Bottom line ? For small cubes use people. Human extraction isn't that slow, it's better than the automated methods (though there's no harm running these as well), and its results are quantifiable. For larger cubes there isn't really much choice but to use algorithms, but at least this experiment gives a rough guide as to how good they can be.

Conclusions and Caveats

Human source extraction is seriously powerful. Over on Little Physicists I've been exploring the wonders of GPT-5, which honestly I've been seriously impressed by for scientific analysis and discussion. But it doesn't hold a candle to billions of years of evolution driving human pattern recognition skills. On that front, for the moment, humans win hands down.

After all, the question "real or fake" ? has caused much debate elsewhere. Methinks I ran the wrong experiment.

 

Interestingly, both visual and automatic techniques tend to pick up on the same sources : it's just that the automatic methods tend to a) miss a lot and b) also find a bunch of crap. Still, that does suggest they're doing something right. Keep dialling up their sensitivity and they'll probably find even more faint sources, it's just that the reliability penalty would be unbearable.

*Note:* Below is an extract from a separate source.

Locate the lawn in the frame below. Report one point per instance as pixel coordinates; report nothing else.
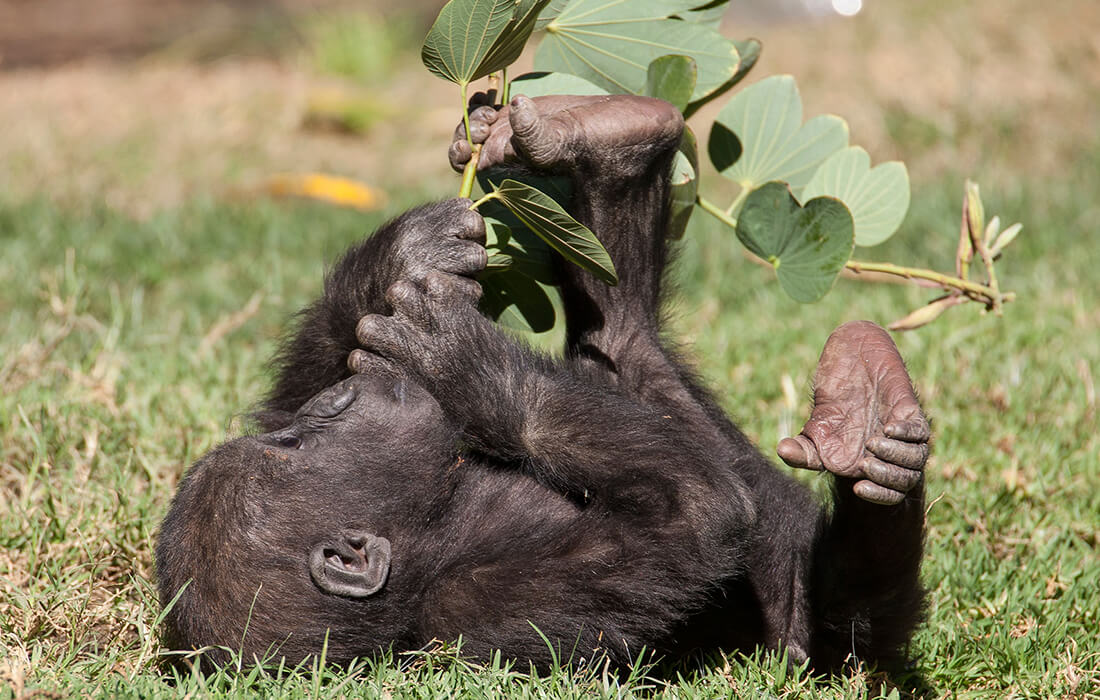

And that's the fun part. How exactly does human vision do so much better at rejecting all the really faint false stuff ? For now we don't know. There are many possibilities, but after looking at this many god damn fecking stupid smudgy feckless bloody false galaxies... I don't intend to investigate this any time soon.

More pragmatically, these results mean we can now say when our results are statistically meaningful, and also give us something to ram down people's throats if they ever dare to suggest that visual extraction isn't any good. But they also show that there's something about human vision, the thing we generally rely on the most for making sense of the world, that we don't fully understand.

And there's one final head-scratcher to end on. That other bias I mentioned ? The referee suggested that maybe in the real world we wouldn't catalogue such faint signals because we wouldn't be able to verify them. "Humph !" I thought, a tad disgusted by such an insinuation. So I ran yet another test, this time injecting fake sources into data cubes also containing real sources. The idea was that if we had missed a lot of real sources in our original search, in this new search we should find the fake sources plus some more real candidates.

We didn't. The fake sources were found at the same rates as before, so the search was just as effective as in the other tests... but hardly any new candidates for real detections. Great ! But... the odd thing is that the real sources are all much brighter than what we should be able to find. Where have all the faintest sources gone ? Not a clue ! Maybe, eventually, we'll get some actual proper science out of all this as well as all these dry statistics. Well, you never know.